The main strength of this study is that we had access to a large sample size of the oldest old over 90 years of age one country in Asia, where there are still few oldest old people; generally, there are fewer oldest old men than women, but rates in this study were similar: 48.8% for men and 51.2% for women. Furthermore, the results of this study can be easily compared with other studies because we assessed physical function using internationally standardized measurement methods. At present, there are no representative data for Asia’s oldest old, including in Japan, and which is why we believe our results can be used as the best current reference values for the oldest old people in Asian countries.

The main limitation of this study was selection bias. The subjects in this study were 90-year-olds who were not certified as needing long-term care who were otherwise eligible to participate. However, according to the 2015 census, approximately 50% of Japanese aged 90 and older are certified as needing long-term care in an institution [48]. Therefore, we assume that the participants in this study were relatively healthy community-dwelling 90-year-olds. The distribution of physical functions across all 90-year-olds can be estimated by adding assessments that include those certified as requiring long-term care.

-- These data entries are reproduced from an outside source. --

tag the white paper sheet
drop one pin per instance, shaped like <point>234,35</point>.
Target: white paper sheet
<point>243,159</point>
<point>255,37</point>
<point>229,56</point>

In addition, as mentioned in the discussion, we grouped the three populations from different participation years, so it is necessary to consider the rejuvenation phenomenon separately among these populations. Finally, due to the cross-sectional design of this study, it was impossible to make causal inferences about age or sex differences in PPMs.

Conclusions

This study analyzed sex-specific reference values and appraisal standards for five PPMs in nondisabled, community-dwelling, Japanese oldest old (age 90 and over). This study indicates that a rapid physical performance decline occurs in the lower limbs during the transition from age 80 to age 90. Furthermore, this study indicates that the SPPB and the 5times chair stand test are practical physical function assessment methods that can be utilized in Japanese oldest old. Although absolute physical performance varies among populations, the age and sex differences in PPMs could be standard across Asian countries. The characteristics of these results in PPMs can be broadly shared with Japan and Asian countries.